The dynamics of the global oil market experienced a significant shift, with prices facing downward pressure, a phenomenon not observed since the early days of June, when they settled beneath the $66 per barrel mark. This downward trajectory was catalyzed by the pessimistic supply and demand forecasts released by authoritative bodies such as the International Energy Agency (IEA) and the Energy Information Administration (EIA). Despite these bearish outlooks, there remained a gleam of hope that the impending summit on Friday between Presidents Vladimir Putin of Russia and Donald Trump of the United States might alleviate some of the overarching sanction risks that have loomed over the market.
However, counting on such an outcome might appear somewhat optimistic, especially in light of President Trump’s stern warning of severe repercussions should President Putin not consent to a ceasefire agreement. In the event that the summit does not yield progressive results, President Trump might consider imposing secondary tariffs on additional countries that purchase energy from Russia, further exacerbating market tensions.
The anticipation of an oil surplus extending into the latter part of the current year and persisting until 2026, coupled with the available spare capacity from OPEC, suggests that the market could potentially withstand the impact of secondary tariffs on India. Yet, the scenario becomes significantly more complex should these tariffs extend to other primary purchasers of Russian crude oil, such as China and Turkey.
The IEA’s monthly report on the oil market provided a largely pessimistic view, projecting significant inventory builds as we approach the year’s end and continue into 2026. The agency forecasts that the global demand for oil will see an increase of 680,000 barrels per day (b/d) in the current year, climbing marginally to 700,000 b/d in 2026. Conversely, the global oil supply is expected to experience a growth of 2.5 million b/d in 2025 and 1.9 million b/d in 2026. These adjusted supply expectations can be attributed to OPEC+’s decision to unwind previous cuts. Despite the predominantly gloomy outlook, the IEA did not overlook potential risks concerning the supply from Russia and Iran, hinting at the possibility of further sanctions.
The EIA’s weekly inventory report echoed the bearish sentiment with a revelation that U.S. crude oil inventories had seen an increment by 3.04 million barrels over the preceding week, overshooting the 1.5 million barrel build reported by the American Petroleum Institute (API) a day earlier. The rise in inventories was primarily fuelled by a notable increase in imports.
On the refined products front, gasoline stocks underwent a decline of 792,000 barrels in line with expectations for the summer months, maintaining levels roughly around the 5-year average. Distillate stocks, on the other hand, saw a rise of 714,000 barrels. Despite distillate inventories increasing by 11 million barrels since early July, they still remain relatively tight, suggesting continued support for middle distillates.
Shifting focus to European natural gas, there was a noticeable reduction in net long positions in the Title Transfer Facility (TTF) by investment funds, dropping by 17 Terawatt-hours (TWh) to 105 TWh in the latest reporting week – the smallest position since late May. This reduction in positions likely reflects a strategy by speculators to mitigate risk amidst uncertainties surrounding the outcomes of the Trump-Putin summit, including the possibilities of a ceasefire or the imposition of stricter sanctions.

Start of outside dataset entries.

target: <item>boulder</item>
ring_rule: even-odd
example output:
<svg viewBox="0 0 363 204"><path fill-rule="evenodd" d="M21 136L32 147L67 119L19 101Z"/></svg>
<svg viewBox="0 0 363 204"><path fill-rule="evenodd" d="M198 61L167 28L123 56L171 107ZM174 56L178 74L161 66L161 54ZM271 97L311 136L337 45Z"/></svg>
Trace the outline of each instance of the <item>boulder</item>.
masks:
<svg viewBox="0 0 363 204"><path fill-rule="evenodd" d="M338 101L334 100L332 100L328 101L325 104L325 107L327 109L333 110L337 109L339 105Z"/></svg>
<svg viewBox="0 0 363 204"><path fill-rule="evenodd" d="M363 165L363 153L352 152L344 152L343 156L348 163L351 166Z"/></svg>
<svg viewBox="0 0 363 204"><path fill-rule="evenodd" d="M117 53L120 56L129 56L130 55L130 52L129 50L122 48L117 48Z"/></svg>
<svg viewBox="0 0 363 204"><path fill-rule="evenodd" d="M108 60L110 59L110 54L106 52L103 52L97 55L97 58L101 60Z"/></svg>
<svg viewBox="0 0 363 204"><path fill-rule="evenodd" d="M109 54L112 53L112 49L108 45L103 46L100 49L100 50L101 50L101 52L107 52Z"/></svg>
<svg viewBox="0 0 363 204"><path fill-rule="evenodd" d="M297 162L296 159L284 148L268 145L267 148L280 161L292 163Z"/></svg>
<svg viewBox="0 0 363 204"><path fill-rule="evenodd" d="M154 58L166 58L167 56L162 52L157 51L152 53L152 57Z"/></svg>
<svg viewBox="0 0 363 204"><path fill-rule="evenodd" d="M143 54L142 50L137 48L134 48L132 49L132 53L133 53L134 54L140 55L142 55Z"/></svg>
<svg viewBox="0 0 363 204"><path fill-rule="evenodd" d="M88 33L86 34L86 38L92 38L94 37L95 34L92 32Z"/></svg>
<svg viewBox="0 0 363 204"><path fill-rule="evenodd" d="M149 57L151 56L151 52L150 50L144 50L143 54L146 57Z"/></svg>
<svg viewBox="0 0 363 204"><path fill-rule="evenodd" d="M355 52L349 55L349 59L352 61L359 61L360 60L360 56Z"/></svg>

A potential ceasefire agreement could temporarily depress natural gas prices and renew discussions around the resumption of Russian pipeline flows into Europe, a topic of intense speculation earlier in the year. However, the probability of such pipeline flows resuming remains significantly low.

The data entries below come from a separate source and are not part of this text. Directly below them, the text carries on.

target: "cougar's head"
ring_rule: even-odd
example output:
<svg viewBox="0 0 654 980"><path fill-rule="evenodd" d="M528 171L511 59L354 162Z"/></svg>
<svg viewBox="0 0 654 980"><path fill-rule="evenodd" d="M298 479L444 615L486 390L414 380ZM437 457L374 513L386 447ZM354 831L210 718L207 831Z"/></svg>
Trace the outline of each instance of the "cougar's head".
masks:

Despite the steady trading patterns observed with European Union Allowances (EUAs) in recent weeks, investment funds have consistently increased their net long positions, highlighting a growing interest and confidence in the EUA market. This trend signals expectations for a tighter market come 2026, when the supply of EUAs is projected to decline markedly, even though the market is presently well-supplied, a factor likely to cap price surges in the short term.
In conclusion, the global oil market finds itself at a crossroads, influenced by the interplay of geopolitical events, projections of supply and demand, and speculative trading behaviors in both oil and natural gas markets. As we navigate through these tumultuous times, the outcomes of high-stakes political meetings such as the Trump-Putin summit stand to potentially redefine market dynamics, imposing both challenges and opportunities for stakeholders across the energy spectrum.
Disclaimer: The insights provided in this article are for informational purposes only and should not be construed as investment advice, nor do they constitute an offer or solicitation to purchase or sell any financial instrument.